The electricity doesn’t come on until as late as ten o’clock. This means that Hazel (Deborah Findlay) and Robin (Ron Cook), two retired nuclear engineers, usually eat cold meals—crackers or salad. An “exclusion zone” has been set up around their former work site, a reactor that was haphazardly built by the sea and is about to begin contaminating the water. When Rose (Francesca Annis), a woman from their past, returns home after nearly forty years, she soon disrupts the peace the couple have made with their part in all of it.
Lucy Kirkwood’s The Children, in which an elder generation confronts the fallout from its youthful actions, is certainly of our time, but the action exists outside any specific time. Like, say, The Homecoming, the play is eerily and ominously untethered from those sorts of specifics. Furthermore, it interlaces the personal and the communal within its narrative: Rose and Robin have apparently been carrying on an affair for years, and there is a sense that these indiscretions are somehow linked to the larger damage they have done to the world. At one point Robin says to Hazel, “A hundred years ago you’d probably be in the ground by now,” but “because of science … here you are, alive.” Trapped in slowly atrophying bodies, we are forced to watch what we have wrought; in other times, the flu, an ear infection, even child birth would have saved us from such longevity.

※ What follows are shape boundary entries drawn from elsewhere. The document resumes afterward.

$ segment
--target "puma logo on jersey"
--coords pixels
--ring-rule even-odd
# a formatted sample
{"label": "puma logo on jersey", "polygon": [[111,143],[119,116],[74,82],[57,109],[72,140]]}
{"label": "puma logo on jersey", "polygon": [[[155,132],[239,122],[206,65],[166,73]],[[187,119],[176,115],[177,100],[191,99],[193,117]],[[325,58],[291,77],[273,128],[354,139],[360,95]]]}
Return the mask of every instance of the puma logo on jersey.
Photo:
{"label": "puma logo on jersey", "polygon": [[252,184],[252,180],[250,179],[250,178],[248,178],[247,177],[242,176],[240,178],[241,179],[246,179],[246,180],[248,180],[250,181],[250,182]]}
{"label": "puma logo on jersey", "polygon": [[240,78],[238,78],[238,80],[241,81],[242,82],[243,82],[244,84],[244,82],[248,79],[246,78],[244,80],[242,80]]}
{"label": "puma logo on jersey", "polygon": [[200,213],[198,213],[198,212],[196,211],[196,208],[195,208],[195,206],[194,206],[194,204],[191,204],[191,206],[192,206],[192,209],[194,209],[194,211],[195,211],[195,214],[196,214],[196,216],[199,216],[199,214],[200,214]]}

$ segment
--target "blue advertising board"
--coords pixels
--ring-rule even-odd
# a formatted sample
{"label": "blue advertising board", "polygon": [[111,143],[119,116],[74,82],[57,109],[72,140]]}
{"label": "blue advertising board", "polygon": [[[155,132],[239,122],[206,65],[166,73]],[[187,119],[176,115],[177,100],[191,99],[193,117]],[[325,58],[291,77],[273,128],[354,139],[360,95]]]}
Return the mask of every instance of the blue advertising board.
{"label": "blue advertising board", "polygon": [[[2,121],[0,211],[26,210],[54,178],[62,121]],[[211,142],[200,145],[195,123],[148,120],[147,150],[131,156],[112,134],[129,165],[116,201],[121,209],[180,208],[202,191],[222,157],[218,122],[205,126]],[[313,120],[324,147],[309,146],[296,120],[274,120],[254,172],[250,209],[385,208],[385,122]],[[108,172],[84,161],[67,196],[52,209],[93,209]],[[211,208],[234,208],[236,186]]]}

Ms. Kirkwood’s dialogue is sharp, funny, and somewhat spare, preferring suggestion over exposition. Before The Children begins, Robin’s appearance has surprised Hazel and in the confusion Robin emerges with a nosebleed. When offering to clean her shirt with a “special stick” for “oil based products,” Hazel lightly observes that it works for blood, butter, and semen. Is this directed at Robin? Does Hazel know about the affair? The question remains unanswered, but the play is packed with such moments, simultaneously accumulating a shared history between these characters and leaving a great deal of the details opaque. In any case, by this point Robin needs a pill and thirty minutes to achieve an erection while Rose is on birth control to stifle her libido. There is, then, an overwhelming feeling of enervation, the same feeling one gets from reading “The Waste Land.” To paraphrase another poem of Eliot’s, this may be the way the world ends: with bodies sagging, memories tainted by guilt, and a front-row seat to our share in the destruction of our species.
The Children runs through February 4th at the Samuel J. Friedman Theatre. 254 W. 54th Street New York, NY. 1 hour 50 minutes. No intermission.